One great use of CC data is discriminating meteorological echoes from non-met'l. Here's an example from @PSU_RadarMeteo . This is because most areas of precip are ~uniform (high correlation) whereas mosts non-met targets are more chaotic (low correlation) https://twitter.com/PSU_RadarMeteo/status/783100609981394944
This is particularly useful when precipitation echoes are interspersed with similar-looking areas of reflectivity that are non-meteorological: in this case, chaff. https://twitter.com/wxkev/status/804365606246109186
Or bats! These bats are flying out of a well-known bat cave in south Texas at sunset. You'll also notice the general ground clutter also has low CC. https://twitter.com/ChrisSuchanWOAI/status/1037137919897739265
Sea spray is something else chaotic leading to low CC. And in this case, from @kudrios, you can see the spray only getting kicked up in the deeper waters further away from the FL Keys: https://twitter.com/kudrios/status/1103211692341846016
Another use: mixture of precip types, such as rain/hail or rain/snow. In those cases, the different sizes, shapes, and tumbling properties of the hydrometeors lead to a more chaotic power/phase return signal than a field of pure rain or snow hydrometeors, driving down the CC.

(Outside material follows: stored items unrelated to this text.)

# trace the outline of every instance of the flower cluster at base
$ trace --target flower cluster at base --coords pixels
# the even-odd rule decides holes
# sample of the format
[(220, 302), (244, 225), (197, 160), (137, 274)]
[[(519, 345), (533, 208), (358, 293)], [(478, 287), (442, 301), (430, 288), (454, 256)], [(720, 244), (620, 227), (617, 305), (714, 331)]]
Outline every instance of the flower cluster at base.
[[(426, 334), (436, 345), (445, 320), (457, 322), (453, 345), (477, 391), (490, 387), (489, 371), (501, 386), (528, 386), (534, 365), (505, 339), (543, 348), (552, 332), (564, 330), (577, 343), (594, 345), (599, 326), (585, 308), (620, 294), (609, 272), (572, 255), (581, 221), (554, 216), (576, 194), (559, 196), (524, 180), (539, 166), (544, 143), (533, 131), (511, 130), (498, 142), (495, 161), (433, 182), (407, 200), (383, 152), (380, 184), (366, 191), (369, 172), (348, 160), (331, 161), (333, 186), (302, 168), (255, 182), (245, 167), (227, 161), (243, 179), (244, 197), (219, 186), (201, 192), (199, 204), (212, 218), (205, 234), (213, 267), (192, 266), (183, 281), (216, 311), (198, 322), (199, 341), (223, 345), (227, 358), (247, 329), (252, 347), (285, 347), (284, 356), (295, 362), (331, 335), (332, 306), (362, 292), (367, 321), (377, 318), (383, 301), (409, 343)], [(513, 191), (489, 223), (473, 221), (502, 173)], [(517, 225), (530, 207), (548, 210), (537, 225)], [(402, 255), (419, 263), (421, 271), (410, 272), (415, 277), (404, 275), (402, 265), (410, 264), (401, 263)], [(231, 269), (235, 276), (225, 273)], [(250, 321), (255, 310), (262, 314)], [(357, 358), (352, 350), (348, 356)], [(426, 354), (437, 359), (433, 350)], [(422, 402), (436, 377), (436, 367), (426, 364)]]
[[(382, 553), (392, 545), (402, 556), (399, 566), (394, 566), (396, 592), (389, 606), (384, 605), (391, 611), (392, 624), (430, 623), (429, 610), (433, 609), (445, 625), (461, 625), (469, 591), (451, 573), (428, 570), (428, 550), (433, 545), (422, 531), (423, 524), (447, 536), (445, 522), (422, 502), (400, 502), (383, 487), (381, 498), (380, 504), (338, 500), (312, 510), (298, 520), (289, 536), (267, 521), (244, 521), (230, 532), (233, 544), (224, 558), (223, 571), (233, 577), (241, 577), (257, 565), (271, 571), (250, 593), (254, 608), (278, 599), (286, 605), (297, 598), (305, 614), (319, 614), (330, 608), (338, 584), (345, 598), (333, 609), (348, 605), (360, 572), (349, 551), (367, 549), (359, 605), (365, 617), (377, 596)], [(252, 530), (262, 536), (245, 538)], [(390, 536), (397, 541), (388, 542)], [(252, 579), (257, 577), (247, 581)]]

A great example is the melting layer as snow falls into warmer temps & melts to rain. In this winter storm example, you can see the snow aloft (far from radar) and rain (near) w/ melting layer between contorting with time due to warm/cold advection. https://twitter.com/PSU_RadarMeteo/status/939314430059450368
It can really help visualize the movement of the rain/snow line as dynamics come into play in a major winter storm, like this from @ScottNogueira https://twitter.com/ScottNogueira/status/1242273474489528320
Pure fields of giant hail tends to be lower CC. Why? Because there's usually a mixture of hail sizes and shapes with a diversity of tumbling characteristics while falling. In this example, also the non-meteorological three-body scattering spike has low CC. https://twitter.com/NWSSanAntonio/status/991803866877452288
So those are some cool non-tornadic-debris things you can do with CC. I hope you will vote for it for best dual-pol product. I'm Correlation Coefficient and I approved this message.